Rindu Ketidakteraturan

Sudah beberapa waktu ini saya terkejut dengan rencana kawan-kawan di Lab berlibur mengunjungi berbagai negara berkembang seperti Indonesia, Vietnam, Kamboja, dan bahkan ke negara-negara  Amerika Selatan (Peru, Ekuador, Kolombia, dll) atau Afrika. Bagi saya ini hal yang aneh ketika saya tanyakan alasan mereka memilih berlibur ke negara-negara seperti itu yang jauh dari kata tertib dan nyaman! ternyata di luar alasan ekonomi (murah), ada satu alasan penting bagi mereka; yakni ketidakteraturan!
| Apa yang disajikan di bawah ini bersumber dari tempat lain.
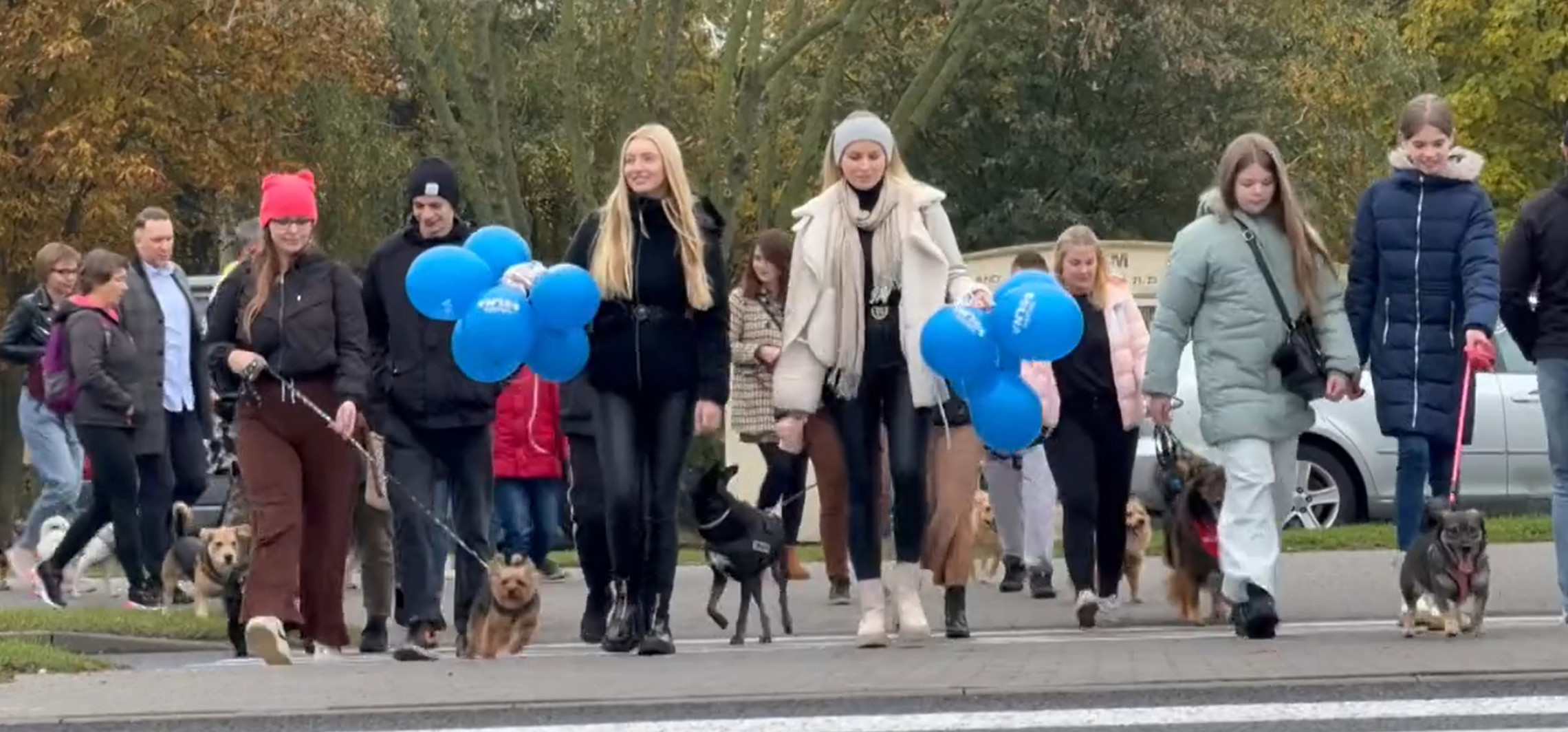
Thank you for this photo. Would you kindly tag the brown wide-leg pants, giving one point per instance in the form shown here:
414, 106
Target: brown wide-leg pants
301, 482
833, 494
952, 480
Alasan ini tidak mengada-ada, mereka menikmati bisa menyeberang jalan sembarangan, menikmati bisa membuang sampah sembarangan tanpa harus perlu repot-repot mencari kotak sampah, menikmati bisa menghentikan bis di mana saja suka-suka mereka tanpa perlu berjalan ke halte bis terlebih dahulu (alias sepanjang jalan adalah halte bis!)
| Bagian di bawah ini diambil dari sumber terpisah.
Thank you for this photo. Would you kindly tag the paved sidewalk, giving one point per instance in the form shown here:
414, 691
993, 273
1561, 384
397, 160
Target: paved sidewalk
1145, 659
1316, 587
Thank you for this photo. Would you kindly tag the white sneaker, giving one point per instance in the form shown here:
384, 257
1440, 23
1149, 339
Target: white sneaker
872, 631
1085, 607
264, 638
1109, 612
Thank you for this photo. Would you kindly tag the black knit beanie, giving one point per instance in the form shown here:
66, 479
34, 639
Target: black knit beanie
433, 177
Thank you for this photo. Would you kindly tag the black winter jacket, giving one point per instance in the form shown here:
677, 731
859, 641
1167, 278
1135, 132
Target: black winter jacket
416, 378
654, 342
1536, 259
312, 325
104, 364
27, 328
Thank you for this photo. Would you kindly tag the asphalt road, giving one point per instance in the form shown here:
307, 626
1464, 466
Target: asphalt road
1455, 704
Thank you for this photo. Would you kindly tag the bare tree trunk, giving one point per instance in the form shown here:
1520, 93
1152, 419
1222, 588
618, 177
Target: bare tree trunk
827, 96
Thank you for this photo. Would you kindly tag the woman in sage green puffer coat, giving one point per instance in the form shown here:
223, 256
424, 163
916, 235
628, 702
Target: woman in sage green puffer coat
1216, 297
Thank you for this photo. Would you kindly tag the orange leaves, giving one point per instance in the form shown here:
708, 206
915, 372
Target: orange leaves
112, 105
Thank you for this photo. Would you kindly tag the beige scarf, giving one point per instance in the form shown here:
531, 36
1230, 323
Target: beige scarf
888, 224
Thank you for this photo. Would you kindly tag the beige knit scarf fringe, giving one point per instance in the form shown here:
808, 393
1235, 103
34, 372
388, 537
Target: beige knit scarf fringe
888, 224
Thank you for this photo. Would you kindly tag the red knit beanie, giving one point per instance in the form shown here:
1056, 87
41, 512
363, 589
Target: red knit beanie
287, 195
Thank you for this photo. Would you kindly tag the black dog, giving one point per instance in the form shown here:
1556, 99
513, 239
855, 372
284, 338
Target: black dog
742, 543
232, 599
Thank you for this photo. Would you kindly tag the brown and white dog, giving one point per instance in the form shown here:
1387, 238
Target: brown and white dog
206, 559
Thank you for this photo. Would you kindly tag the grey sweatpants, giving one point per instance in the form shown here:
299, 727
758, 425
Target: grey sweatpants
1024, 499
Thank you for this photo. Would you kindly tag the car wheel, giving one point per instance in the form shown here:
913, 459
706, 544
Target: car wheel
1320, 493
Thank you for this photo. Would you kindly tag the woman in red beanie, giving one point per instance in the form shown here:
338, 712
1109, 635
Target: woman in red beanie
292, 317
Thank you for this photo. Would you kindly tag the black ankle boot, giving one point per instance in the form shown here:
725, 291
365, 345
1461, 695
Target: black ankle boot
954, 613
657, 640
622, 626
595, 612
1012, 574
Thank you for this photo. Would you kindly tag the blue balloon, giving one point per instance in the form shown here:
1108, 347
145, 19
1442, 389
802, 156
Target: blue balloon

Dalam sebuah acara televisi di Jepang, dikirimlah dua anak muda Jepang (laki-laki dan wanita) ke Indonesia.  Mereka di kirim ke Jakarta (wanita) untuk tinggal di salah satu keluarga agar bisa menikmati situasi dan gaya hidup orang Jakarta, sedangkan yang laki-laki di kirim ke Bali untuk menikmati gaya hidup orang Bali. Ada banyak kejadian lucu dan mengasikkan bagi orang Jepang, yang sebenarnya adalah hal yang biasa dan bahkan membosankan bagi orang Indonesia, seperti: kemacetan di jalan yang mengular panjang dan deretan sepeda motor yang merangsek kemacetan, suasana KRL Jakarta yang berdesak-desakan dengan penumpang yang bergantungan dipintu dan juga duduk di atas atap gerbong, dan juga berbagai jajanan anak-anak yang berwarna-warni.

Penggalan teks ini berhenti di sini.